Karel Holomek: Do Roma fall into poverty from the same causes and in the same way as everyone else?
In the Czech Government’s regular annual report on the state of the Romani minority, the most essential message is that as many as 115 000 people today are living in impoverished ghettos and that this number, compared to 2006, has almost doubled from the 60 000 people so afflicted then, and that currently there are as many as 600 such ghettos (excluded localities) compared to an estimated 300 then. It is also casually mentioned, along with this number, that most of these people are Romani, because, after all, this is a report on the status of the Romani minority, not just a report on the state of poverty in general.
These figures are the result of a report by a team of researchers who visited the sites identified and examined the requested data, characterizing exclusion as a state involving poor housing, low social status, high indebtedness, high unemployment, high dependency on social benefits and housing allowances, and many other detailed pieces of information. The public, of course, knows nothing of those details.
Answer to a basic question lacking
We believe there is no doubt that the research team has done extensive work and dealt with its assignment using the given definition of excluded localities. The wording of this definition is not well-known to the public.
There is nothing left for us to do, therefore, but be satisfied with the map that indicates where these excluded localities are. In fact, however, there is nothing new under the sun, and this report just confirms what we all know generally, namely, that the situation of the Roma is bad and that over the last eight years it has almost doubled its deterioration.
Nobody much wants to get into precise numbers. Exact figures are to be given to us by the researchers’ report, which has its limitations.
Are these numbers we should know, though, and do they correspond more precisely to what is now irritating us all? The report is quite alarming for everyone.
The report speaks of the extent and state of poverty and suggests that the Roma are playing the primary role in it. However, it is as if the report is afraid to answer the fundamental question at stake, namely: Are Roma falling into poverty from the same causes and in the same way as everyone else, or are there yet other reasons for this in their case?
Years of statistical data on what percentage of the majority society holds a negative attitude towards Romani people do provide an answer to that question. This number has stabilized over the past year to 80 % of the society holding such an attitude.
Again, however, this information is usually accompanied by the derogatory addendum that it is Romani people who account for most of the "inadaptables" in this society. Once more we are being given just ballpark numbers, inaccurate rumors, and unacceptable generalizations.
The Government’s report thus avoids answering that fundamental question. However, there is no reason for it to doubt that the Roma do find themselves trapped in poverty especially for reasons of their ethnicity, because allegedly it is their ethnic characteristics that do not facilitate their following the rules of the game.

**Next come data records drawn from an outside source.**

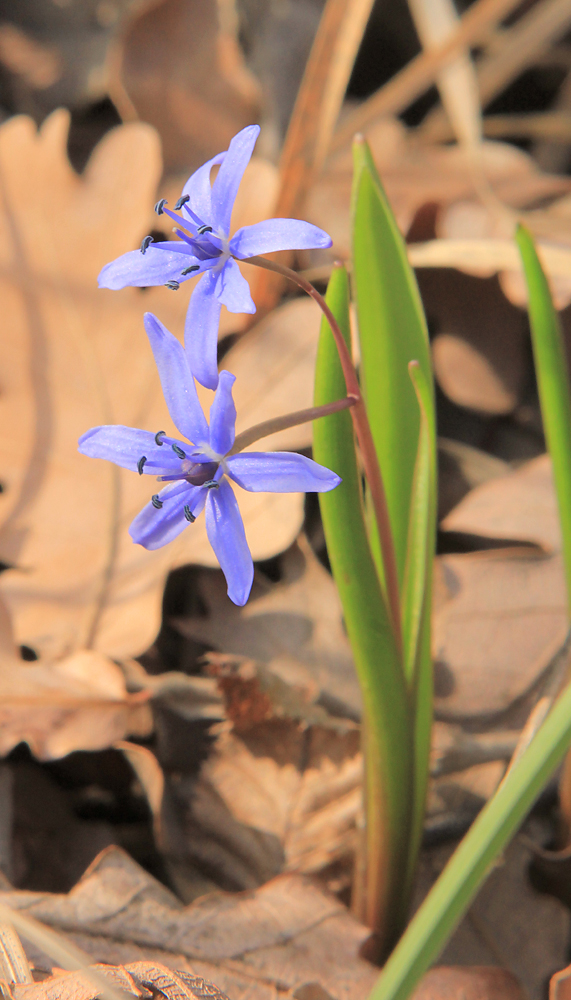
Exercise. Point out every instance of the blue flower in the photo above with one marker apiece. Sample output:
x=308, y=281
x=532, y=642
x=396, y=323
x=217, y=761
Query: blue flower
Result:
x=205, y=248
x=198, y=473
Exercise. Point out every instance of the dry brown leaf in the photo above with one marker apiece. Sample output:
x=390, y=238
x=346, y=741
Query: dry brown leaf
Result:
x=500, y=616
x=475, y=25
x=294, y=628
x=560, y=985
x=435, y=22
x=76, y=357
x=510, y=923
x=415, y=174
x=178, y=68
x=277, y=938
x=313, y=118
x=520, y=506
x=468, y=378
x=151, y=777
x=279, y=797
x=469, y=983
x=281, y=351
x=479, y=345
x=497, y=629
x=79, y=702
x=78, y=985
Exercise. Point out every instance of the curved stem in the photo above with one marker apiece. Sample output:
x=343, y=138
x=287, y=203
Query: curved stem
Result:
x=288, y=420
x=364, y=437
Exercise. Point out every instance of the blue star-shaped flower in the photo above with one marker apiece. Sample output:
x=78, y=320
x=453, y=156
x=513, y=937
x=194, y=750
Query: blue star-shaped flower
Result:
x=198, y=472
x=205, y=246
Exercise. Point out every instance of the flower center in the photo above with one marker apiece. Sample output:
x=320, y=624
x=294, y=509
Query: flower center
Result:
x=198, y=473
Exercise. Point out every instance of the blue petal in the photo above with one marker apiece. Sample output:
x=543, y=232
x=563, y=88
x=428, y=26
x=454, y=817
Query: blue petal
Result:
x=223, y=416
x=125, y=446
x=154, y=528
x=154, y=267
x=280, y=472
x=277, y=234
x=226, y=185
x=232, y=289
x=199, y=190
x=226, y=535
x=178, y=384
x=201, y=331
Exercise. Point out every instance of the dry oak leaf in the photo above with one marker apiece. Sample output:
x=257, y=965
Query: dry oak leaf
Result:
x=280, y=797
x=141, y=979
x=500, y=615
x=78, y=703
x=274, y=365
x=179, y=68
x=293, y=627
x=73, y=357
x=252, y=944
x=414, y=174
x=520, y=506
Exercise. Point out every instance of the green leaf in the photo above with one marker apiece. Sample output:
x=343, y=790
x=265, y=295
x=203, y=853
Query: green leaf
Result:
x=387, y=735
x=468, y=867
x=421, y=529
x=392, y=332
x=553, y=385
x=417, y=601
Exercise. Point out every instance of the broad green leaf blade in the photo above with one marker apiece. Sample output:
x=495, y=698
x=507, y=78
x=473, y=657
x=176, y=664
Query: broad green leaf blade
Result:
x=388, y=739
x=468, y=867
x=417, y=602
x=392, y=332
x=553, y=384
x=422, y=523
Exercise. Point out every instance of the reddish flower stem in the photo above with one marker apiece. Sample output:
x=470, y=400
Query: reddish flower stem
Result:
x=364, y=437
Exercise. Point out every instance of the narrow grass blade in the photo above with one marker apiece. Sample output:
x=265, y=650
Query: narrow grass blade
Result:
x=553, y=384
x=452, y=894
x=387, y=736
x=392, y=332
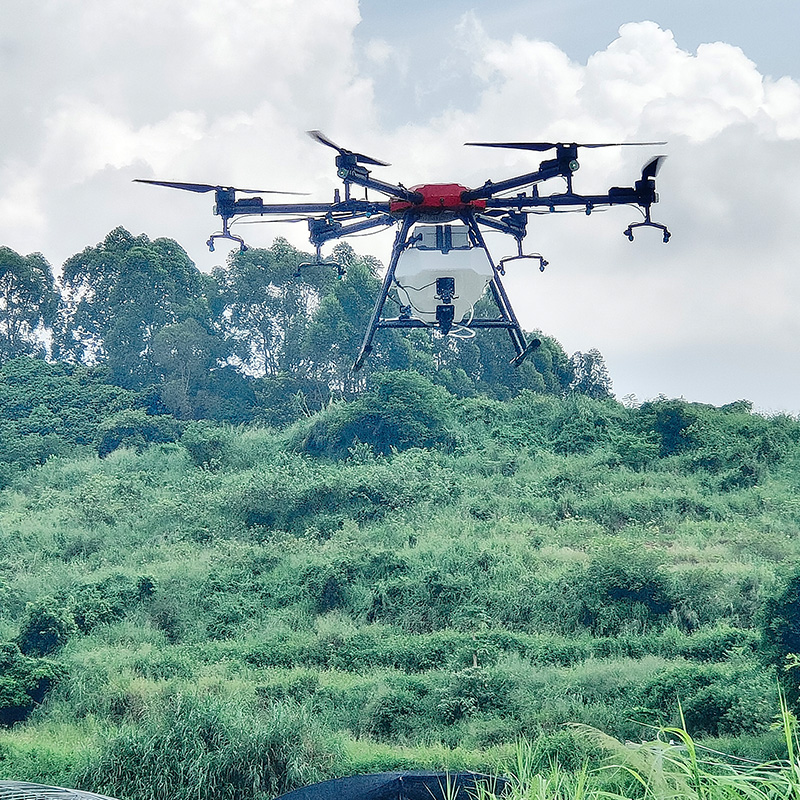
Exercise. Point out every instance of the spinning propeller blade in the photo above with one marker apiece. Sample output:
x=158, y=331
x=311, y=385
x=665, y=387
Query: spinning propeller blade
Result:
x=652, y=167
x=541, y=147
x=319, y=136
x=207, y=187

The report says the Roma just have a different culture – they are said to have not yet completely integrated. So on and so forth, around and around – and it’s all basically nonsense.
How many "inadaptable" Romani people are there?
I believe, therefore, that the Government’s assignment for research into the status of the Roma minority was overly broad and has only given us information that, although it is good and useful in many ways, is not the information we need to finally give the public data about the actual number of Roma involved in poverty, and from that data, information about those whom it would be appropriate to categorize as "inadaptable", i.e., those who do not respect the rules of the game. This means we should identify that group of Roma who have ended up in a passive position, dependent on social benefits, and without any civic engagement.
Of the overall number of Roma in this country, do such people number only 30 000, or 50 000, or is this a figure approaching 115 000? We do not know.
We do not know who the people are to whom we should pay the most attention. In truth, we basically don’t know how many Roma even live in this country and how we might categorize them according to these aspects of living in excluded localities and other aspects of their social status.
In other words, not every impoverished Romani person is necessarily one who fails to comply with the rules of the game, not everyone living in an excluded locality is necessarily Romani, and not every impoverished person is necessarily Romani. Those are the numbers that we badly need.
This report does not give us an answer for those numbers. The assignment it meets was a different one.
We rightly expect this Government report to gave us a clear answer to such questions. Producing it always costs a lot of money, so it should be employed in the right direction.